A long time ago, I had a recurring dream that lasted for months, the kind of dream you can wake up from, go back to sleep and pick up where you left off. I was a prince in exile on another planet. There was not a trace of the modern world. Everything was medieval, 10th Century maybe. We fought with swords, spears and bows and arrows. With axes. Mostly in the dark. I had a wife and a couple of kids and a band of loyal followers. Sometimes I feel like I just fell to earth.

I was a kid who could read words he couldn't pronounce. And I misunderstood and mixed up half of the things I heard. I thought Pound said "hang it all, Robert Browning, there can be but one bordello" and Dylan Thomas said "in my craft of celluloid."
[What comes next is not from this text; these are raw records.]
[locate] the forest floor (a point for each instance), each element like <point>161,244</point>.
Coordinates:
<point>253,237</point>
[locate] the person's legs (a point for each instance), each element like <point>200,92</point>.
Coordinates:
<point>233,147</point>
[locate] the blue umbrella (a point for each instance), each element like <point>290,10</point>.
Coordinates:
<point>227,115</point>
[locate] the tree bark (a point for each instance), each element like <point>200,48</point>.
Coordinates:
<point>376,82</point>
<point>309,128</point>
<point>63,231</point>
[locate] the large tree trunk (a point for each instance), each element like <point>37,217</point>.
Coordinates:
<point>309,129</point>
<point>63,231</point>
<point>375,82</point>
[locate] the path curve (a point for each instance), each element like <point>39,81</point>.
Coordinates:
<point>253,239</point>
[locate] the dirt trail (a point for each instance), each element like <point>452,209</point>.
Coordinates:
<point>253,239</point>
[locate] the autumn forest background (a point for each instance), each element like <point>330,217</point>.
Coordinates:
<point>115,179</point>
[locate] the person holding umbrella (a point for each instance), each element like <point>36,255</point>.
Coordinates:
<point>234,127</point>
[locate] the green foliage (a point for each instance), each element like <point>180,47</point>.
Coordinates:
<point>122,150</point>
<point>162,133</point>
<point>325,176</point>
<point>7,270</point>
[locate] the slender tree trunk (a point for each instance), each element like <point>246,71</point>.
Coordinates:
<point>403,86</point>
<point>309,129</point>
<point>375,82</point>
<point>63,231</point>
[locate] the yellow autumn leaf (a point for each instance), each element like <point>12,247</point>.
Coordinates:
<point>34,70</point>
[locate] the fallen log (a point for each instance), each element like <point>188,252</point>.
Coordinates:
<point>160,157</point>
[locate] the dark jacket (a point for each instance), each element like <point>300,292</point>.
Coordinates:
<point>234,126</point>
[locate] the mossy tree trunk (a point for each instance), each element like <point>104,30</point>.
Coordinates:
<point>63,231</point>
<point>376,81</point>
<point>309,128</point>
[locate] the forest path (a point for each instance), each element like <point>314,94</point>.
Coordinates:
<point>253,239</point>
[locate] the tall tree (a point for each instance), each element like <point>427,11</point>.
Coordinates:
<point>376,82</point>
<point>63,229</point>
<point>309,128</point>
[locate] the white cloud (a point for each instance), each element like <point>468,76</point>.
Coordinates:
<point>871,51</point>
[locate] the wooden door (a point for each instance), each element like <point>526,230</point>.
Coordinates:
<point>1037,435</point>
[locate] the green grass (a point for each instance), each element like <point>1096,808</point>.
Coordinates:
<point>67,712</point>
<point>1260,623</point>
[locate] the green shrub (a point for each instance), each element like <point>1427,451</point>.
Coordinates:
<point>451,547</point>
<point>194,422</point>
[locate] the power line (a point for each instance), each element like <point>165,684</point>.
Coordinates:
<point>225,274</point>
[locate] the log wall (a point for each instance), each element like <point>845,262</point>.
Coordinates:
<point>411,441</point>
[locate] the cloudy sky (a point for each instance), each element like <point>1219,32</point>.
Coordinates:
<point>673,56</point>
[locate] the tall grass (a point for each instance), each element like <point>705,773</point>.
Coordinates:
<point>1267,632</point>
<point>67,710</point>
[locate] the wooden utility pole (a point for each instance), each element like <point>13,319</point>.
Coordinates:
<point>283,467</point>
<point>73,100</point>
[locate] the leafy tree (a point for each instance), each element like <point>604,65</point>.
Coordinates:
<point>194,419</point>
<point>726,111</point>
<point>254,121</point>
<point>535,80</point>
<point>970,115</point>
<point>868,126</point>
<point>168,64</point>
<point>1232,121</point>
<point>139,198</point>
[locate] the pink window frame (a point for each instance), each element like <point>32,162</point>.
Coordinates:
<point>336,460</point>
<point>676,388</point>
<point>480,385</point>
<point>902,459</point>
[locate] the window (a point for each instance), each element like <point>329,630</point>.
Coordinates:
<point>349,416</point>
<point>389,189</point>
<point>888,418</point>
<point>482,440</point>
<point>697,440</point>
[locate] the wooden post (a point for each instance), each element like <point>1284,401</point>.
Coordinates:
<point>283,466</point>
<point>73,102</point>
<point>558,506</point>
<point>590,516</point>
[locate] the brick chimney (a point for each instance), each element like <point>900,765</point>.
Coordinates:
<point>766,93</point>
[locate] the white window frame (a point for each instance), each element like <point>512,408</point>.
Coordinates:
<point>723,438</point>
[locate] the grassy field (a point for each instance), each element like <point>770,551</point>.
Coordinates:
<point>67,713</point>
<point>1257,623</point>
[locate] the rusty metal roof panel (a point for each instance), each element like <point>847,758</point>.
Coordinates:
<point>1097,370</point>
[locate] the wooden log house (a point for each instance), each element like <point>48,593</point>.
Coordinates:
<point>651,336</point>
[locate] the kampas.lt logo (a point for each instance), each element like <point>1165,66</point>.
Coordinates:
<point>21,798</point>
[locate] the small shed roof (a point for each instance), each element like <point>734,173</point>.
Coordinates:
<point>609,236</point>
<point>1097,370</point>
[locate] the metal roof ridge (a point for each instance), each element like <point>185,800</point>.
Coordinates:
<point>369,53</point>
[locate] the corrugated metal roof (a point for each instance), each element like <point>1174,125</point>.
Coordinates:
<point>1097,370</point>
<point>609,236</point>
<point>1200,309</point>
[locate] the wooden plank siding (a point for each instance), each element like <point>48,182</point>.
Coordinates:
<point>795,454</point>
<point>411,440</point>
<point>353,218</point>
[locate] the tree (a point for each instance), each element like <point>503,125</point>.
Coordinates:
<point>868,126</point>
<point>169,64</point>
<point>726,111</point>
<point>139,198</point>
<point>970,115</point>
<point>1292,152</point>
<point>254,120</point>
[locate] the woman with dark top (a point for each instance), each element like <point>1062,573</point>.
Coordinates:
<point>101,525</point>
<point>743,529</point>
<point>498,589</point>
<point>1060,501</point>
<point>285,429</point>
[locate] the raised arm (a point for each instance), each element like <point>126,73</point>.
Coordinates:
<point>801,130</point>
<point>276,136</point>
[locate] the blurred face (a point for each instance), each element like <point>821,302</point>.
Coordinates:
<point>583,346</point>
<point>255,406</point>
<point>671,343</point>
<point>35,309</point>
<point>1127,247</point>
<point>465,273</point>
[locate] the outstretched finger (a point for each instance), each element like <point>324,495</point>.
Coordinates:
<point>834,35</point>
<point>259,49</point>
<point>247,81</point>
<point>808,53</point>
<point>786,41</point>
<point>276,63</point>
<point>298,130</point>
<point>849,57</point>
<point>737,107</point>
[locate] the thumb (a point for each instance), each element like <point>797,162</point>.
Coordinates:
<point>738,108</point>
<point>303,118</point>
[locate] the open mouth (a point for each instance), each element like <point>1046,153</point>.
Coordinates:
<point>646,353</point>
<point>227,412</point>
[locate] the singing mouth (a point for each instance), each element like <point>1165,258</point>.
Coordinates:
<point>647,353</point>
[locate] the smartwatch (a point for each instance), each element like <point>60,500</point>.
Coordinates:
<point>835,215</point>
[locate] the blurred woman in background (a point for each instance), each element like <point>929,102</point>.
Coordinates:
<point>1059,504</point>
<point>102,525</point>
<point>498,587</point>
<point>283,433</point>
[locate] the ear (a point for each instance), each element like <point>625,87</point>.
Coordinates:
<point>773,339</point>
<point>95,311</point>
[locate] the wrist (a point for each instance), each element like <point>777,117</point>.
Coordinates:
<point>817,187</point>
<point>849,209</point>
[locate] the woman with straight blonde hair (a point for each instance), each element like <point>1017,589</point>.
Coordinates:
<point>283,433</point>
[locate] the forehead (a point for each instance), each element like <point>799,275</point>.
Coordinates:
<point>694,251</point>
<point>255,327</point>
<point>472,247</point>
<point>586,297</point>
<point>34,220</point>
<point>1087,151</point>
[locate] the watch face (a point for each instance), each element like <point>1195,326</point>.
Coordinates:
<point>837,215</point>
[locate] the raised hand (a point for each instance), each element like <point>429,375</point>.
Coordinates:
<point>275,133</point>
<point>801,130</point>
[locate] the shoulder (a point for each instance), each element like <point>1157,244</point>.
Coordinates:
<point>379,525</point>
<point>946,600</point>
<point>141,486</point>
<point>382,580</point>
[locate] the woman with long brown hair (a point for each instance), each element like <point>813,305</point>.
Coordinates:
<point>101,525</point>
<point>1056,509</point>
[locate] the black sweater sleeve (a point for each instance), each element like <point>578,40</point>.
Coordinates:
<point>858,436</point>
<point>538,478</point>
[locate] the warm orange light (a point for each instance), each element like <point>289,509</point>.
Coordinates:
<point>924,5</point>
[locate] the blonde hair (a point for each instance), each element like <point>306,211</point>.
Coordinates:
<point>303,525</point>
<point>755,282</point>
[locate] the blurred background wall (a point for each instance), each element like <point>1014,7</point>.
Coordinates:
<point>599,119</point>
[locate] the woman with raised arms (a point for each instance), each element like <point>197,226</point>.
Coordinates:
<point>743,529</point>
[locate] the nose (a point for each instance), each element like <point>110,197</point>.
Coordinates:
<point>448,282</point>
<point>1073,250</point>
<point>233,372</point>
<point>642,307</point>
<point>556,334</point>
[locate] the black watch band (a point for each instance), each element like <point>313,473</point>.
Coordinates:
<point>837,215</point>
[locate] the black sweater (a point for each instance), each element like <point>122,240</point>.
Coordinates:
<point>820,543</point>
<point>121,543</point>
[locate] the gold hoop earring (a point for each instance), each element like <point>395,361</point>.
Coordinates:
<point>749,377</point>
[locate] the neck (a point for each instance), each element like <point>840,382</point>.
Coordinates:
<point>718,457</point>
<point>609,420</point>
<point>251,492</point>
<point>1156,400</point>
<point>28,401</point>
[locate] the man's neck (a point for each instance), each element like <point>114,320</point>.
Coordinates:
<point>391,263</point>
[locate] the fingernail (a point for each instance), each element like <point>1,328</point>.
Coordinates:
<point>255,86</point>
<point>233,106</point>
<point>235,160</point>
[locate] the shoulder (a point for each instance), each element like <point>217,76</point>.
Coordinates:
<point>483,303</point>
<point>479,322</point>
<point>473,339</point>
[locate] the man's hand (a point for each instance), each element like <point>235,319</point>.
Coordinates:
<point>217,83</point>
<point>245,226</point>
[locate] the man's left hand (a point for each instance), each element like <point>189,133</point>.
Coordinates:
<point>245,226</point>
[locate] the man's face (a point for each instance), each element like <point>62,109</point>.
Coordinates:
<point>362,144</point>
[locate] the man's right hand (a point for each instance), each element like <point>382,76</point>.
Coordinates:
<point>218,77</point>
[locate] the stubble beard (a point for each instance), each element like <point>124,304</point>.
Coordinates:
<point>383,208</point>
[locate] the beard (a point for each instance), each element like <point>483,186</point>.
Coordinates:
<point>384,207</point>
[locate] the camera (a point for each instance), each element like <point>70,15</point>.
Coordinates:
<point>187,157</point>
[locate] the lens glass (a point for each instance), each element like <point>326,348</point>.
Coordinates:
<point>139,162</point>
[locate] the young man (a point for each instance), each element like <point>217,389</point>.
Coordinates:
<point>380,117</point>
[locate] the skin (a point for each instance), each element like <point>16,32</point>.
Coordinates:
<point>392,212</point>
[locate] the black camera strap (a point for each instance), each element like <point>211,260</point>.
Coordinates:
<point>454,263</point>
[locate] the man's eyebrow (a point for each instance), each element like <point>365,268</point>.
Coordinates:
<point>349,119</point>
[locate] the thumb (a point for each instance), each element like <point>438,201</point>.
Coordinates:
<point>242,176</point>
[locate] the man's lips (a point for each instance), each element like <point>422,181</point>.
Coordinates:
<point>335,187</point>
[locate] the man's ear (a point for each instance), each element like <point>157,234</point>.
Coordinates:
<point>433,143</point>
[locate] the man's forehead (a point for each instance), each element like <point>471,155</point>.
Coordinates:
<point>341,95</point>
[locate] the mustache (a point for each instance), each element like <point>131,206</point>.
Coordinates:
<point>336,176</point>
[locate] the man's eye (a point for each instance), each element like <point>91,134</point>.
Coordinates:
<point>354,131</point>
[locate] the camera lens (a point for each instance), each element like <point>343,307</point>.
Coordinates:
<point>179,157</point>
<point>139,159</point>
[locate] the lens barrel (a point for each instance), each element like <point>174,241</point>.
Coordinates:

I was born in a Texas Gulf Coast town during the Depression, right before the war. My grandmother was Italian and my grandfather was an Irish cop. My father was a tall bohunk from Pittsburg who was in the Army when he met my mother. He got out of the Army, cut grass and delivered ice until my grandfather got him a job on the police force. He went back into the Army after Pearl Harbor and ended up occupying Japan. My mother had a half-brother, my uncle Bill, who was in the Army Air Corps when the war started. He was the toughest man I ever knew.

My mother and I lived with my grandparents in their house down by the docks. During the Depression, my mother said, my grandfather used to bring home groceries and meat he got from the grocers and butchers on his beat. We'd share the food with my grandmother's sisters and brothers and their families sometimes. My mother emptied bed pans at the hospital down the street until she got a job with the Corps of Engineers.

I don't remember any of that. I remember card games in the dining room, listening to people talking and laughing while I fell asleep, a paper jack-o-lantern that caught fire, and falling off the back porch. Later, I remember the lights were off at night along the beach because of the German submarines in the Gulf. When my dad came home from Japan, he brought me a sword.